Nick Bummara Nick Bummara - 6 months ago 10
SQL Question

SQL separating address into mutiple columns using spaces

I have over 7 million rows, otherwise I would use Excel.

My address column has a varying number of words. Some are as short as '123 bay street', while others can be as long as '1234 west spring hill drive apt 123'.

My goal is to put each word into its own column. I was able to get the first word, using the query below. But I can't create a query efficient enough to do the rest.

update X
set X.Address_number = Y.[address]
from
(SELECT
unique_id,
CASE
WHEN SUBSTRING(phy_addr1, 1, CHARINDEX(' ', phy_addr1)) = ''
THEN phy_addr1 + ' '
ELSE SUBSTRING(phy_addr1, 1, CHARINDEX(' ', phy_addr1))
END 'address'
FROM
[RD_GeoCode].[dbo].[PA_Stg_excel]) as Y
inner join
[RD_GeoCode].[dbo].[rg_ApplicationData_AllForms_20160401_address] as X on X.unique_id = Y.unique_id
where
X.Address_number is null

Answer

you need to have a Numbers table and one of the split strings mentioned here.once you have that ,then its simple..
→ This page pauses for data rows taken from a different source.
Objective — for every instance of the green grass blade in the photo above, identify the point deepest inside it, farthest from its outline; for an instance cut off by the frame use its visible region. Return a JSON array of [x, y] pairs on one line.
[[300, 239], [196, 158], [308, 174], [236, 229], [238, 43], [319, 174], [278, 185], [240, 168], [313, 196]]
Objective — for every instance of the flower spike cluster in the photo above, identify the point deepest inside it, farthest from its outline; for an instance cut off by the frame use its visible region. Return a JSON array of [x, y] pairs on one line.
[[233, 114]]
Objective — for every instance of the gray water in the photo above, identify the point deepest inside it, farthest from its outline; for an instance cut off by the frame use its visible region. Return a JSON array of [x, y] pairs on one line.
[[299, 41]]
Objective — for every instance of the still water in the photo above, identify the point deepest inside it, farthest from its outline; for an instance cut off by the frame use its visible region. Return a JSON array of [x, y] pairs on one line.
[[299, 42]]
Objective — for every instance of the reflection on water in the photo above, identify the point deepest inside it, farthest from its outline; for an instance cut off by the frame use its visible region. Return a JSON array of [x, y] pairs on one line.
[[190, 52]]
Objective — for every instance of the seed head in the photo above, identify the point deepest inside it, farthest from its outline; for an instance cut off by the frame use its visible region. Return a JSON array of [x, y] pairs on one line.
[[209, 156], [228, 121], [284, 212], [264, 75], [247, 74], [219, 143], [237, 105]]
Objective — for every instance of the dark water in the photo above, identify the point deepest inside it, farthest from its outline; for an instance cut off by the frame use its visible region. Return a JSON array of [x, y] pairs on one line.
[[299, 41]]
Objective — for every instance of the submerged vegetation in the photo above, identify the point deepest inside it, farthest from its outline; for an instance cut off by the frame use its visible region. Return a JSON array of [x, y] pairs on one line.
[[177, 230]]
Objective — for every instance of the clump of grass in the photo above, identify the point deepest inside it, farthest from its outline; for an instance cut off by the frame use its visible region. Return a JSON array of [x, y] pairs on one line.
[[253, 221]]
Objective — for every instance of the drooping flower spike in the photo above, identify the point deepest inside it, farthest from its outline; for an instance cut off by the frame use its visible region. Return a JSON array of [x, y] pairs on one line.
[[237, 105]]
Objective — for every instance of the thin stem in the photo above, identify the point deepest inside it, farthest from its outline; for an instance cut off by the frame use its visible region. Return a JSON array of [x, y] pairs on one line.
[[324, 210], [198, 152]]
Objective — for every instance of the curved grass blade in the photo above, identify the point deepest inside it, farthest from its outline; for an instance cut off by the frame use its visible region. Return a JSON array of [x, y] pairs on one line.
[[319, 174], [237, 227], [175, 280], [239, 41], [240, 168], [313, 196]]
-----String splitter function

CREATE FUNCTION dbo.SplitStrings_Numbers
(
   @List       NVARCHAR(MAX),
   @Delimiter  NVARCHAR(255)
)
RETURNS TABLE
WITH SCHEMABINDING
AS
   RETURN
   (
       SELECT Item = SUBSTRING(@List, Number, 
         CHARINDEX(@Delimiter, @List + @Delimiter, Number) - Number)
       FROM dbo.Numbers
       WHERE Number <= CONVERT(INT, LEN(@List))
         AND SUBSTRING(@Delimiter + @List, Number, LEN(@Delimiter)) = @Delimiter
   );
GO

you can use the above function like below..

select 
*
 from yourtable t
cross apply
dbo.SplitStrings_Numbers(t.address,' ') b

Assuming,your table is of below format..

create table tt
(
address varchar(300)  
)

insert into tt
select 'abc def ghi'

instead of updating values into same table,i suggest create some other table which has links to above table.This requires some schema modification to your existing table

create table addressreferences
(
addresss varchar(300),
delimitedvalue varchar(100)
)

insert into addressreferences
 select 
    address,b.*
     from yourtable t
    cross apply
    dbo.SplitStrings_Numbers(t.address,' ') b

This is just a pseudo code to give an idea,you will have to take care of references...Updating same table will not work ,because you are not aware how many rows an address column can span

Update:
I think a trigger will be better suit for your scenario instead of references ..But you have to do an insert first on references table for existing values .here is some pseudo code..

create trigger trg_test
after insert,update,delete 
on dbo.yourtable
as
begin
---check for inserts
if exists(Select * from inserted)
begin
insert into addressreferences
select address,b.* from inserted i
cross apply
dbo.splitstrings(address,' ') b

--check for deletes
if exists(select 1 from deleted)
begin

delete * from 
deleted d
join
adressreferences a
on a.address=d.address

end

if update(address)
begin
---here i recommend doing delete first since your old address and new one may not have equal rows

delete * from
deleted d
join
addressreferences a
on a.address=d.address

--then do a insert
insert into addressreferences
select address,a.* from
inserted i
join
addressreferences a
on a.address=i.address

end

end

end